Revealing someone's HIV-Aids status is illegal

Article 31 (c) of the constitution stipulates that every person has the right to privacy, which includes the right not to have information relating to their family or private affairs unnecessarily required or revealed amongst others.

Article 27 provides that no one should discriminate against another directly or indirectly on the ground of status amongst other grounds. This of course includes the HIV/Aids status of another.

Section 22 of the HIV/Aids Prevention and Protection Act provides that no person shall disclose any information concerning the result of an HIV test or any related assessments to any other person except with the written consent of that person or if that person has died, with the written consent of that person’s partner, personal representative, administrator or executor.

If that person is a child, with the written consent of a parent or legal guardian.

Any child who is pregnant, married, a parent or is engaged in behaviour which puts other persons at risk of contracting HIV may, in writing, also directly consent to such disclosure.

If that person is unable to give written consent, with the oral consent of that person or with the written consent of the person with power of attorney for that person;

If, in the opinion of the medical practitioner who undertook the HIV test, that person has a disability by reason of which the person appears incapable of giving consent, with the written consent, in order, of:

(i) a guardian of that person;

(ii) a partner of that person;

(iii) a parent of that person; or

(iv) an adult offspring of that person;

to a person, being a person approved by the Minister under section 16, who is directly involved in the treatment or counseling of that person.

One's status can also be revealed for the purpose of an epidemiological study or research authorised by the minister.

It can be revealed to a court where the information contained in medical records is directly relevant to the proceedings before the court or tribunal.

Section 23 provides that a person who contravenes any of the provisions of this part or of any guidelines prescribed hereunder commits an offence.

Being a right guaranteed under Article 31 of the constitution, it goes without saying that a person whose right to privacy has been threatened, violated and or taken away can seek remedies under the constitution.

Article 23 stipulates that a person can seek any of the reliefs as set out therein. This includes an injunction and compensation. The person whose privacy is being infringed can move to the constitutional court for an order to restrain the violator from continuing to infringe into their privacy.

This is not enough. A victim can also seek compensation against the violator.

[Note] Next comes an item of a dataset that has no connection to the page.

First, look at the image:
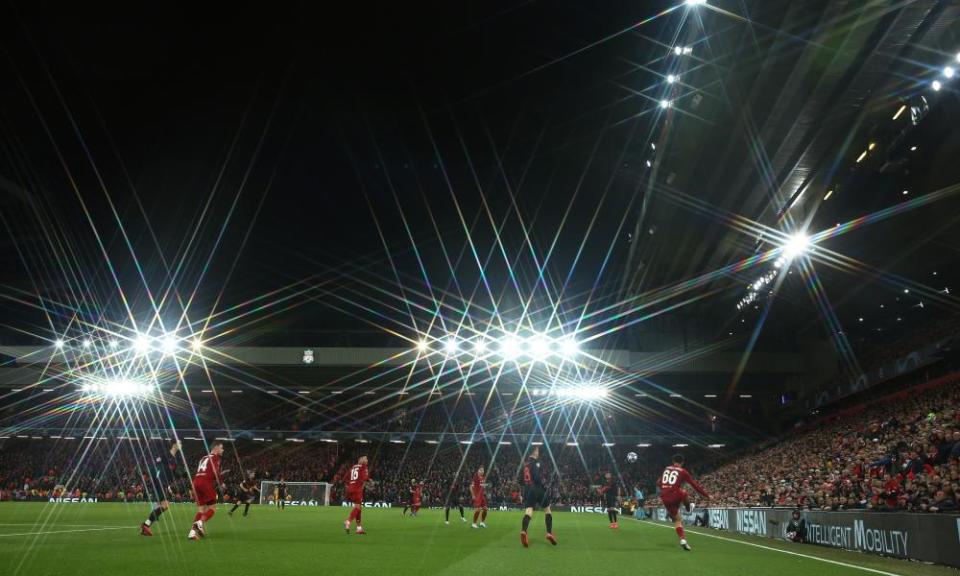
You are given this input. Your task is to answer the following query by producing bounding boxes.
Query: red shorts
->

However, the above statute sets out situations when one's right to privacy can be taken away. In my humble opinion, this section needs to be taken through the tight tests of Article 24 of the constitution. Does the act meet the constitutional threshold where one would argue that the exposure, for example, of another person’s HIV/Aids status is permissible?

I invite your sentiments around this question and invite you not to overlook the right to protection and equality before the law as set out under Article 27 of the constitution. How much of the right to dignity as guaranteed under Article 28 is left of the victim whose status is exposed? How do they redeem this dignity?